Reputation: 307
I have two list:
main_list = ['Smith', 'Smith', 'Roger', 'Roger-Smith', '42']
master_list = ['Smith', 'Roger']
I want to count the number of times I find a string from master_list in a string of main_list without counting two times the same item.
Example: for the two lists above, the result of my function should be 4. 'Smith' can be retrieved 3 times in main_list. 'Roger can be found 2 times but as 'Smith' was already found in 'Roger-Smith', this one doesn't count anymore, so 'Roger' is just count as 1 which make 4 in total.

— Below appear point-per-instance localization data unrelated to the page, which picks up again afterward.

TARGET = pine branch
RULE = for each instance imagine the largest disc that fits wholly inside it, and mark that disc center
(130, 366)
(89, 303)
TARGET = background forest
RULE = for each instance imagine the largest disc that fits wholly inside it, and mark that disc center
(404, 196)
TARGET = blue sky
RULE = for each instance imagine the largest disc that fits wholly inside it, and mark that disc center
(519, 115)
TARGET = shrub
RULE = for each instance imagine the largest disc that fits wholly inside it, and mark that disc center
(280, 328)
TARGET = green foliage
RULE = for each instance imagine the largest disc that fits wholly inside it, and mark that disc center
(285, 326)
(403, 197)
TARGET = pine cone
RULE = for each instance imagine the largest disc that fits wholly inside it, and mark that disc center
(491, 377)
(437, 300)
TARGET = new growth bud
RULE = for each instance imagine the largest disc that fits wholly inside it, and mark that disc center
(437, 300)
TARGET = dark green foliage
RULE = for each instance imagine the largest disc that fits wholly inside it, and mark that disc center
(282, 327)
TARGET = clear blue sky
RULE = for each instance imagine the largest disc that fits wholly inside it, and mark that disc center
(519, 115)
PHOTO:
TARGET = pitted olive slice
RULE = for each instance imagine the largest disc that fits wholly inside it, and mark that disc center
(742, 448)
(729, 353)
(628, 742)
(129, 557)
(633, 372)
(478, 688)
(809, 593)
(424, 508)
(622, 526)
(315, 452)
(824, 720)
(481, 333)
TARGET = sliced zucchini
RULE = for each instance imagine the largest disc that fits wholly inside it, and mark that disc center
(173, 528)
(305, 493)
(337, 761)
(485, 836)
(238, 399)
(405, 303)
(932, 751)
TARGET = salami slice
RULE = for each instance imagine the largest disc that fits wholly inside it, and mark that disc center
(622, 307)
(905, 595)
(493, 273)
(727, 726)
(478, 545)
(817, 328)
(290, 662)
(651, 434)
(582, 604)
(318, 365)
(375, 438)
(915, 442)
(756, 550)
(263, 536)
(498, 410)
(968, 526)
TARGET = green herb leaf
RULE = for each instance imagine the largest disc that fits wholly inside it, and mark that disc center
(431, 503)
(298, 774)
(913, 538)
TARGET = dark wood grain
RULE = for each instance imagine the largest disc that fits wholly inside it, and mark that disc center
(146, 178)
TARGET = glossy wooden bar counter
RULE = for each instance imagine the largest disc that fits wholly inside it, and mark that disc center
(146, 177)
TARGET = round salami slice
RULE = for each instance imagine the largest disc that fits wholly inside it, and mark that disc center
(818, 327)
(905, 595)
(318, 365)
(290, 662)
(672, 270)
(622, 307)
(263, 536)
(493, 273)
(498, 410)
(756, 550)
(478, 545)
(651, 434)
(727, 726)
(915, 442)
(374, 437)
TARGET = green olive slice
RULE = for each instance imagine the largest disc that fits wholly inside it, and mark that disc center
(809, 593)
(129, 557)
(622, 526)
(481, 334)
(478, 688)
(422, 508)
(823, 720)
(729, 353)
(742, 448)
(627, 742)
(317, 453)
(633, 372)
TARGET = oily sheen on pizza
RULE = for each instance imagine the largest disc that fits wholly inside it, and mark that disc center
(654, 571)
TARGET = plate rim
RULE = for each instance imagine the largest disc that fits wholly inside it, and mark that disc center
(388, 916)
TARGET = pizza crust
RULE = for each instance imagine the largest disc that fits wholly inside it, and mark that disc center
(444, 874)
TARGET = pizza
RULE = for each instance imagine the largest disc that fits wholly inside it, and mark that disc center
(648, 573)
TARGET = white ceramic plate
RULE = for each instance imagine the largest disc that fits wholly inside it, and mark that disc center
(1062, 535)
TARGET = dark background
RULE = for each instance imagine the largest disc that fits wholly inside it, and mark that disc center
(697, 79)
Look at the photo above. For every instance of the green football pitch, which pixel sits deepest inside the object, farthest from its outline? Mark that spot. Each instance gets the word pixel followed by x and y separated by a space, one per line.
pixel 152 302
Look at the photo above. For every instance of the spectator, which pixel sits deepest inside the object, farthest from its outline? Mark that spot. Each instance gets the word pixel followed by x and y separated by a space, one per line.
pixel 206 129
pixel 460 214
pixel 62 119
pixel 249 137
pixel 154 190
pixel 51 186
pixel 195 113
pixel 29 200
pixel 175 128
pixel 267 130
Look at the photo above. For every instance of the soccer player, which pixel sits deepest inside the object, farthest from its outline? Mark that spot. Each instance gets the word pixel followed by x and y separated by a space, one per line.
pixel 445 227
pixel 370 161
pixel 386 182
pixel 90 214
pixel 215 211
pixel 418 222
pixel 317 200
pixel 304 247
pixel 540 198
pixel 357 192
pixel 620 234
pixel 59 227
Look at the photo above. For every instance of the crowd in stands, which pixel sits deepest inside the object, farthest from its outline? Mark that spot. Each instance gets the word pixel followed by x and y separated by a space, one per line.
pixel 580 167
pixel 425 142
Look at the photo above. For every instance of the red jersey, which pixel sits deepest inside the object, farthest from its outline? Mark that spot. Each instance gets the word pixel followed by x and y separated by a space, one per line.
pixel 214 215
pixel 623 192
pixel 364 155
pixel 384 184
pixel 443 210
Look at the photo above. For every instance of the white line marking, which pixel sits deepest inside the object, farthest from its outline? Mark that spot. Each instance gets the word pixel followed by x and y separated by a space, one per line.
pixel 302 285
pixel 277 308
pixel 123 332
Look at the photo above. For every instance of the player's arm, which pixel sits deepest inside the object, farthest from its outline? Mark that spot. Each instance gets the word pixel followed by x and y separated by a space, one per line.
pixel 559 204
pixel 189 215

The function I wrote for know is below but I think there is a faster way to do it:
def string_detection(master_list, main_list):
count = 0
for substring in master_list:
temp = list(main_list)
for string in temp:
if substring in string:
main_list.remove(string)
count+=1
return count
Upvotes: 5
Views: 5696
Reputation: 21609
A one liner
>>>sum(any(m in L for m in master_list) for L in main_list)
4
Iterate over main_list
and check if any
of the values from master_list
are in that string. This leaves you with a list of bool values. It will stop after it finds one and so adds only one to the count for each string. Conveniently sum
counts all the True
s to give you the count.
Upvotes: 9
Reputation: 25789
If your master_list is not expected to be huge, one way to do it is with regex:
import re
def string_detection(master_list, main_list):
count = 0
master = re.compile("|".join(master_list))
for entry in main_list:
if master.search(entry):
count += 1
return count
Upvotes: 1
Reputation: 6872
This would do it:
main_list = ['Smith', 'Smith', 'Roger', 'Roger-Smith', '42']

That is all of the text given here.